Image: View out of one of the caves.
Photographer: Jon Sullivan. With kind permission.
Image: Inside Keshcorran caves.
Photographer: Jon Sullivan. With kind permission.

In the north western part of Ireland, a little south of the city Sligo is a small limestone karst area with several caves. The limestone cliffs of the King Mountains form a picturesque landscape with some (locally) famous mountains, like Ben Bulben (Beann Gulban). This massive hill faces the sea, ridged in shape like a ship's prow. Other hills are called Fairy hill (274m asl) near Cloonacool and Keshcorran (350m asl) near Ballymote. Keshcorran is the location of seventeen small caves. They are located at the foot of a steep limestone cliff and are reached by a 200m ascend on a steep grassy slope, which is used a sheep pasture.

The caves are small, but the portals are high enough to stand upright.

This part of Ireland is probably the part with the richest remains of the celtic ancestors. In the west of Ireland the old celtic language and numerous legends and fairy tailes survived. So it is evident that the well known caves of Ceis Churainn are the location of numerous legends.

Cormac MacAirt, a famous King of Ireland, was reputedly born and raised by a she-wolf in these caves.

A famous myth of the Ulster cycle called The Death of Diarmuid in the Boar Hunt took place here. Diarmuid and Gráinne are said to have taken refuge from the vengeful Fionn mac Cumhail in one of the seventeen caves on its west side. Fionn mac Cumhail was drawn into the caves by three Otherworld women who spun awry with spindles of holly. Fionn and Conan became enspelled on touching the spindles and lost their strength until they were rescued by flaming haired, one eyed Goll.

Knocknarea, a fabled mountain on which Queen Maeve is said to be buried, offers a spectacular view of Sligo Bay and five counties. Just coincidence, that there exists a prehistoric passage tomb right above the caves on the top of the hill?

Another type of legend, a legend of secret connections to far away locations, is told in the following text.

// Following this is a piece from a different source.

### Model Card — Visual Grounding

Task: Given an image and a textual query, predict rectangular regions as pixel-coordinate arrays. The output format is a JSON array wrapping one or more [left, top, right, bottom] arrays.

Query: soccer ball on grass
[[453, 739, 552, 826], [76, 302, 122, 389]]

"The cave is said to communicate with that in the county of Roscommon, twenty-four miles in distance, called the Hellmouth door of Ireland, of which it is told (and believed in both counties) that a woman in the county of Roscommon having an unruly calf could never get him home unless driving him by holding him by the tail; that one day he tried to escape and dragged the woman, against her will into the Hellmouth door; that unable to stop him, she ran after him without quitting her hold, and continued running until next morning. She came out at Kishcorren, to her own amazement and that of the neighbouring people."


from the Diary of Gabriel Beranger, 1779


Obviously there is no scientific proof that this legends ever happened. But nevertheless this caves are most important for scientisits, paleontologists and archeologists. Excavations revealed human and animal remains, for example cave bear, the arctic lemming, the reindeer and the Irish elk were found here. The bones of Ursus arctos, Canis lupus, and Lepus timidus were dated with the 14C method to be about 12,000 years old. Much younger were the bones of Mustela erminea (7,600 BP) and Equus caballus (1,500 BP). [Archaeometry 39(2) (1997), 445-471]

The caves were used by man since prehistoric times. They were the site of ritual gatherings at seasonal festivals such as Lugnasa until the last century.